Dilarangnya BPR Syariah melakukan kegiatan lalu lintas pembayaran, menurutnya hal tersebut merupakan paksaan operasional BPR Syariah dalam menjalankan lalu lintas hanya melalui Bank Umum Konvensional/Syariah tanpa ada pilihan lain yang dapat memberi nilai tambah atau efisiensi bagi BPR Syariah. Dilarangnya BPR Syariah melakukan kegiatan lain mengakibatkan kesulitan dan beradaptasi melakukan inovasi mengembangkan dan memanfaatkan teknologi dengan memberikan pelayanan yang terbaik bagi nasabahnya yang mengakibatkan keuangan BPR Syariah menjadi tidak sehat sedangkan satu sisi nasabah bank umum syariah dan lain sebagainya justru dibolehkan melakukan kegiatan lalu lintas pembayaran dengan berbasis teknologi yang menyederhanakan mata rantai transaksi yang dapat menekan biaya operasional. Namun, jika kondisi ini dibiarkan tentu akan mengancam keberlangsungan usaha BPR Syariah.

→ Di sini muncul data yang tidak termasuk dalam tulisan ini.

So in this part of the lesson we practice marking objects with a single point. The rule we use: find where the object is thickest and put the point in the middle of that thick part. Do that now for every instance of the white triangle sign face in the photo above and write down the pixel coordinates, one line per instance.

Selain itu, sambungnya, Bank Umum Syariah dan BPR Syariah diwajibkan untuk memelihara tingkat kesehatan yang meliputi sekurang-kurangnya mengenai kecukupan modal, kualitas aset, likuiditas, rentabilitas, solvabilitas, kualitas manajemen yang menggambarkan kapabilitas dalam aspek keuangan, kepatuhan terhadap Prinsip Syariah dan prinsip manajemen Islami, serta aspek lainnya yang berhubungan dengan usaha Bank Syariah dan UUS.

ia juga mengatakan, Bank Syariah (termasuk BPR Syariah) yang berbentuk perseroan terbatas dimungkinkan untuk menghimpun modal dari dana masyarakat dalam rangka mengembangkan usahanya. Cara menghimpun modal tersebut dapat dilakukan melalui atau tanpa melalui bursa efek. Namun, mengingat kegiatan bank Syariah memiliki kekhususan, karena ada batasan-batasan prinsip Syariah, baik bursa maupun BAPEPAM harus mengeluarkan aturan-aturan khusus yang mengandung batasan-batasan Syariah.

Nasihat Hakim

Menanggapi permohonan Pemohon, Hakim Konstitusi Suhartoyo menyarankan pemohon agar memberikan penguatan argumentasi terkait pembatasan BPR Syariah ketika melakukan beberapa kegiatan. Selain itu, Suhartoyo menyarankan Pemohon untuk memperjelas alasan permohonannya.

Sementara Hakim Konstitusi Saldi Isra menasihati Pemohon untuk memperbaiki lebih detail mengenai seseorang yang dapat mewakili badan hukum ini berdasar AD/ART dan diperkuat dengan peraturan perundang-undangan lain.